The site places these points within the context of The Three Ways, a set of principles popularized by “The Phoenix Project”. Jez Humble, a notable member of the DevOps community, and Mark Burgess, CFEngine’s author, pointed to these milestones on Twitter.

Following The First Way means thinking about a system’s end-to-end processes, e.g., considering all the steps a software change must take, from the client’s initial request until the deployment to production. This helps to avoid local optimizations and to bring down work silos, as explained by Gene Kim et al. in “The Phoenix Project”. The Second Way enables the amplification of feedback loops, so that the problems are quickly identified and corrected. A canonical example is making an application’s production logs readily available to the development team. The Third Way fosters a culture of continuous experimentation and of mastery through repetition and practice. Netflix’s Chaos Monkey can be seen as an extreme example of The Third Way in practice.

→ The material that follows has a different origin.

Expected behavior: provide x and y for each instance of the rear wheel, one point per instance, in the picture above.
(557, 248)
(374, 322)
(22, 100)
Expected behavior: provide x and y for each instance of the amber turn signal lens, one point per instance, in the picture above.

Tom Limoncelli, co-author of Everything Sysadmin, proposes five milestones for achieving The Three Ways. These milestones are informal checkpoints that enable an organization to assess how those principles are ingrained in its culture.

The first milestone is the starting point, when nothing is documented, measured or automated. The impossibility of consistently executing the system’s existing processes and/or rewarding people for local optimizations are symptoms of this first milestone. The organization is also at the start of the journey when it cannot measure the system’s processes, such as knowing how long an average deployment takes.

The second and third milestones mark the long path to The First Way. The former deals with making sure the processes are documented and repeatable while the latter looks for clear process objectives and avoiding rework. An organization practices The First Way when it can, among other things, consistently follow the defined processes and attach a QA checklist to each process step. The First Way also manifests itself when process changes are always discussed and communicated to all the interested parties.

If an organization is doing things like process measurements on a continuous basis and reviewing defects or amount of rework, then it has reached the fourth milestone and The Second Way. At this stage, the organization has dashboards that show data such as step completion times, defects, or cycle times. Most importantly, the organization takes advantage of these measurements to make sure that process changes fix the issues that prompted them.

The Third Way is achieved when the fifth milestone is reached. This level of maturity has some salient features, such as regularly improving cycle and lead times or exercising contingency procedures (e.g., dealing with a failing server) on a regular basis. Usually, all the steps of a given process have triggered a process change or, at least, they have been analyzed and were found to be in no need of optimization.